The title of this article may seem like the work of another conspiracy theorist, but due in part to journalist Glenn Greenwald, one government agency has been exposed for using online tactics to disseminate false information about people and companies.
You probably know Greenwald as a writer for The Guardian, and the person who published information about the US National Security Agency provided by whistleblower Edward Snowden.
In a new post on The Intercept, Greenwald has published a set of documents that a British intelligence agency, Government Communications Headquarters (GCHQ), shared with the NSA and three other English-speaking countries. Through its secretive Joint Threat Research Intelligence Group (JTRIG), the GCHQ sought to use the following tactics:
“(1) to inject all sorts of false material onto the internet in order to destroy the reputation of its targets; and (2) to use social sciences and other techniques to manipulate online discourse and activism to generate outcomes it considers desirable.”
The leaked documents contained the following slides:
These slides illustrate the tactics JTRIG would use when targeting a person or a company. Greenwald points out that the targets of these tactics are people who have not been charged or convicted of a crime, and that the tactics are used instead of “traditional law enforcement.”
The above slide somewhat shockingly displays the blunt purpose of JTRIG in manipulating the online environment to create a real world response.
The inclusion of “The 4 D’s” (Deny, Disrupt, Degrade, Deceive) when combined with the resources of a government intelligence agency present a reputational nightmare for potential targets.
While these documents were only shared with the United States, Greenwald notes that Cass Sunstein, the former head of the US Office of Information and Regulatory Affairs, proposed in 2008 that the United States government use “covert agents” to influence and infiltrate social networks, chat rooms and other online groups.
What does all of this mean?
While JTRIG’s “targets,” at least according to the presentations, are hacktivists such as members of the group Anonymous, many of the methods that are outlined and deployed by JTRIG can be employed by ordinary people. So while you or your company may not be the target of JTRIG or one of the other four governments who received this top secret presentation, you are leaving your online reputation to chance if you aren’t actively taking steps to manage it.
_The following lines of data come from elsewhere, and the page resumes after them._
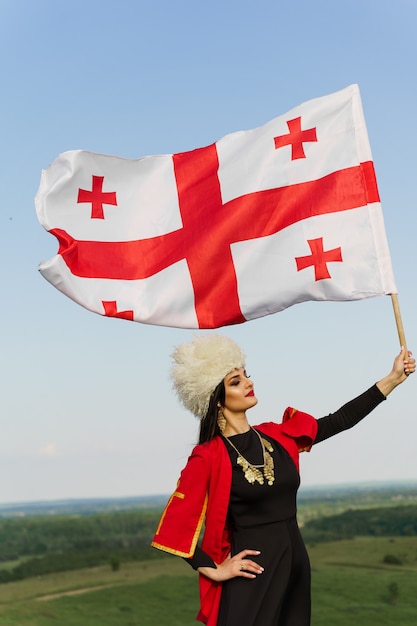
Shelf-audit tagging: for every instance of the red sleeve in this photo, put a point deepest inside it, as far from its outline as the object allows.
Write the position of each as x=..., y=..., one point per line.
x=301, y=426
x=181, y=521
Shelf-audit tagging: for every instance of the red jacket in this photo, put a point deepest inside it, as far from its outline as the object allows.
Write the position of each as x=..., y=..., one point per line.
x=203, y=492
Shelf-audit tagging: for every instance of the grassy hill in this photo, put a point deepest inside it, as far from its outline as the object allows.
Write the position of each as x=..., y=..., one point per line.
x=351, y=585
x=92, y=567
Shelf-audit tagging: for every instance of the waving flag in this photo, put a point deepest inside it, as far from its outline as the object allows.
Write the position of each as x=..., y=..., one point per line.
x=252, y=224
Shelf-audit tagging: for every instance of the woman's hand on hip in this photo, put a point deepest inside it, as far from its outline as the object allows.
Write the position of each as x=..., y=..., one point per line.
x=233, y=566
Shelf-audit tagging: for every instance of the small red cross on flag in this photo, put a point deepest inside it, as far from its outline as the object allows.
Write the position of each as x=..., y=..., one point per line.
x=230, y=223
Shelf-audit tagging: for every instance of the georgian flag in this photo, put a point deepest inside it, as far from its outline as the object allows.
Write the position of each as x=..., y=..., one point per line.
x=252, y=224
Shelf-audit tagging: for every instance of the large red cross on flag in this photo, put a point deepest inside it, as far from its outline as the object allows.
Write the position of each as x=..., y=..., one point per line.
x=245, y=227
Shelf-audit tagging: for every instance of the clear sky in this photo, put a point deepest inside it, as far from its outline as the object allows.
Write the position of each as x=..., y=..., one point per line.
x=86, y=402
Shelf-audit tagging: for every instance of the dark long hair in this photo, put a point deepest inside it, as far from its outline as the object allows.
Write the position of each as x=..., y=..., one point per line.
x=208, y=426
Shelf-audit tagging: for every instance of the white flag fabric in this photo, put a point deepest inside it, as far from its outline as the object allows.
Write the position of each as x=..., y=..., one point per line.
x=252, y=224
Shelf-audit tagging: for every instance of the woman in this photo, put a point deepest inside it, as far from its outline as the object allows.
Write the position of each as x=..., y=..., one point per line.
x=242, y=483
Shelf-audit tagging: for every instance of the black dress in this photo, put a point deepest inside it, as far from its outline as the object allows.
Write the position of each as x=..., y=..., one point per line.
x=263, y=517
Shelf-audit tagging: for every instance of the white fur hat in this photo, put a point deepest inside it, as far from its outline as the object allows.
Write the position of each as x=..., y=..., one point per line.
x=198, y=367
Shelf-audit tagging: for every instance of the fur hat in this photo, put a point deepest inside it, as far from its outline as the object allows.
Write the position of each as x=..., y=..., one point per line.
x=198, y=367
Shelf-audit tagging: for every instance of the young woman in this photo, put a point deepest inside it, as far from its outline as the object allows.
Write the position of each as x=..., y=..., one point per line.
x=241, y=482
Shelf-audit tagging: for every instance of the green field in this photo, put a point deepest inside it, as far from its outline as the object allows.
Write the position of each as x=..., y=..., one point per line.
x=352, y=584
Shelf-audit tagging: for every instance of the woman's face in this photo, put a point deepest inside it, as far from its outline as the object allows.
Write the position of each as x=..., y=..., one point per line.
x=239, y=394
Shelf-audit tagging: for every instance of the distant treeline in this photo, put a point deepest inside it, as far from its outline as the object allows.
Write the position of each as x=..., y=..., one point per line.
x=35, y=546
x=42, y=545
x=399, y=521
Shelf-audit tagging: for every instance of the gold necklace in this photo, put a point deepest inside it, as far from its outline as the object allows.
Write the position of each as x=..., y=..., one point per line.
x=252, y=472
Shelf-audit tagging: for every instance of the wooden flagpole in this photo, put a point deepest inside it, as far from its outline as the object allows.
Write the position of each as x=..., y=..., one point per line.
x=398, y=320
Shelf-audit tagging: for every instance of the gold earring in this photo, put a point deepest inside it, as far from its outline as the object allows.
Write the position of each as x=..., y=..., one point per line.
x=221, y=420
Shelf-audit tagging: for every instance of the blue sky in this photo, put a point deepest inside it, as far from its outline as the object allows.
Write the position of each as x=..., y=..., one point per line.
x=87, y=406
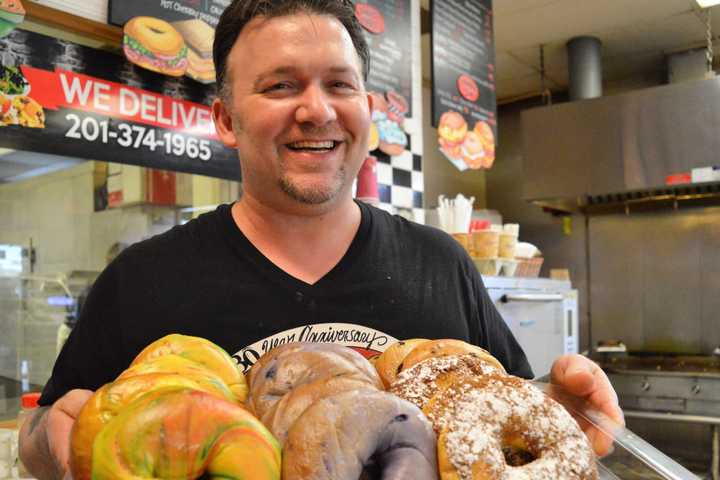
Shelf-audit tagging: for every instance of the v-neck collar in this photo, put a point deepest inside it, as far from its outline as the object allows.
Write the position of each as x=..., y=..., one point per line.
x=244, y=248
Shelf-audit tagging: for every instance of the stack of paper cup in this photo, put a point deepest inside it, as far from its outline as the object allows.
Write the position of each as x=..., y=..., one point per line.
x=508, y=240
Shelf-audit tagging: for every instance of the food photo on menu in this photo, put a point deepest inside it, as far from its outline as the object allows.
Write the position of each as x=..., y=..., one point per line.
x=17, y=107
Most online reputation management issues stem from naturally occurring negative press coverage or unfavorable reviews. Obviously, managing the content about you or your company online is important to combat these issues. But in scenarios such as the one being exposed by Snowden and Greenwald, the government is methodically deceiving the Internet user and targeting online groups without due process. With the growth of intentional reputation-destruction comes the growing need for reputation management. Chances are you aren’t the target of a major government agency, but if you are the target of one motivated individual, the way you are viewed by colleagues, competitors and potential consumers can be severely impacted. If a secret government unit develops an entire program based on the importance of online reputations, shouldn’t you at the very least be concerned about yours?